ただただ、ディスプレイとにらめっこして、俺のさっきまでの人間らしい苦しみはどこへやら。

汗にまみれて歩くのは、夏、ありきたりの風景。
それもいいじゃないか。
俺達の住む世界がそうなっているなら、それは仕方ない。
暑かろうが寒かろうが、人類の英知で乗り切るしかない。
今まで人類がそうしてきたように。
まずは、最新型のハンディファンを買って…。

6/27/2024, 12:06:05 PM

ここではないどこかで、
少年は、敵兵を撃ち殺すべく銃を取る。
もはや、命を奪うことに躊躇はない。

ここではないどこかで、
母親は、我が子を守るべく瓦礫に埋まる。
大きな自然の力に為す術もなく。

ここではないどこかで、
少女は、心ない言葉や暴力に心を壊す。
遠く我が家を見下ろせる場所で、その一歩を踏み出そうとする。

ここではないどこかで、
男達は、肩が触れ合ったことに腹を立て、刃物を向ける。
どちらかが沈黙するまで終わらない争いを、周りの観客はスマホで録画し続ける。

ここではないどこかで、
老婆は、誰にも知られずにひっそりと生涯を閉じる。
家族に囲まれていた時代を思い出に、どこで間違えたのかを悔やみながら。

ここではないどこかで、
見知らぬ男が、捨てられて雨に濡れた子猫を拾う。
家族に疎まれているこの男は、心の拠りどころをずっと探している。

ここではないどこかに、
幸せなどあるとは思えない。
だから私はここにいる。
ここには幸せがあるから。

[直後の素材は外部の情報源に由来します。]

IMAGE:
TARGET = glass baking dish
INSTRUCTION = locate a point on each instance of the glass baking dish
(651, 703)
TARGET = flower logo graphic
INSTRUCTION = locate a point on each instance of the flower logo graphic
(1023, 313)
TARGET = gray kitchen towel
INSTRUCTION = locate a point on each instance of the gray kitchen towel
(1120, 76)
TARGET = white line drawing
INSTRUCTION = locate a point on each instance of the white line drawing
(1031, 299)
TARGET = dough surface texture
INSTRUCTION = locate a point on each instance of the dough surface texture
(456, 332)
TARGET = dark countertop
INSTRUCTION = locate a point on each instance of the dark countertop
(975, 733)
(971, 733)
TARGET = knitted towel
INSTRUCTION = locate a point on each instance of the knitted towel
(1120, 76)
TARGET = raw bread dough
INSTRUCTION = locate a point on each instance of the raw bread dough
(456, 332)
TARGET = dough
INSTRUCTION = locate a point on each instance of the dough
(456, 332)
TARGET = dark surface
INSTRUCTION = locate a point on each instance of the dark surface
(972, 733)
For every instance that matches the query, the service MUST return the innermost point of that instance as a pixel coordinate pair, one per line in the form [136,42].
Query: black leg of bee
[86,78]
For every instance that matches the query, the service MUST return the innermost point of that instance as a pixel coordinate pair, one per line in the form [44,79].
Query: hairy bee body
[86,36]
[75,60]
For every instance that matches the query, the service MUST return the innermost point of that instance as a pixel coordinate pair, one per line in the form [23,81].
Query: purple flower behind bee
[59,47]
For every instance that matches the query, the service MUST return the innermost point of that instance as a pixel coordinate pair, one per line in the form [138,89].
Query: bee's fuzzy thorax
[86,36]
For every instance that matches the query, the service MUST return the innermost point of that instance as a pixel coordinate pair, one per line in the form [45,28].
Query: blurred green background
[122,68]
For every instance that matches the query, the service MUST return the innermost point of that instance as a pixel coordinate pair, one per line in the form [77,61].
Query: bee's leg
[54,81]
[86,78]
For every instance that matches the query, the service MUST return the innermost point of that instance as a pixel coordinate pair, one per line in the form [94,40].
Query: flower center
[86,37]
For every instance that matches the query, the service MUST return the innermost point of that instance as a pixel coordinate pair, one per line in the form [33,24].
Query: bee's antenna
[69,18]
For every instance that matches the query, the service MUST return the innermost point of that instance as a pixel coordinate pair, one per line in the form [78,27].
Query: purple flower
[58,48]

きっとここにしかないから。

6/26/2024, 10:35:10 PM

君と最後に会った日は、雨がザーザーと降っていて、「ああ、こんなに激しい涙雨は初めてだな」なんて、冷静に考えてた。
病室の窓の外、いつもの風景が霞むほどの雨、君はもう目を覚まさない。

最後に会えて良かったよ。
さよならは言えなかったけど、君の旅立ちの日にそばにいられたことが嬉しかった。
あっちの世界は痛みも悲しみもないって聞くから、きっともう、この雨のような涙は流さなくていい。

…いや、この涙雨は僕のものか。
落ち着いているつもりだけど、手の震えが止まらなくて。
痛みも悲しみもある世界で、生き続けていかなくてはならない僕の心模様なのかな。
そうだとしたら、僕は自分が思うより、人間らしい感情を持ち合わせていたんだな。

痛みや悲しみで押し潰されそうだから、窓を開けて雨の音を聞いた。
君との思い出を少しずつ洗い流してゆく。
忘れないけど、忘れたいんだ、今だけは。
僕はまだ、この世界に未練があるから。
君がいたこの世界に。僕がいるこの世界に。

病院を後にして、コンビニで缶コーヒーを買った。
いつものブラックだったけど、いつもより苦かった。
でも、これが生きてるってことなんだろうな。
…なんて、らしくない感慨を心に描く。
びしょ濡れの心と体に今さらビニール傘を買って、土砂降りの雨の中を駅へと向かう。

君と最後に会った日に、僕は少しだけ大人になれた気がした。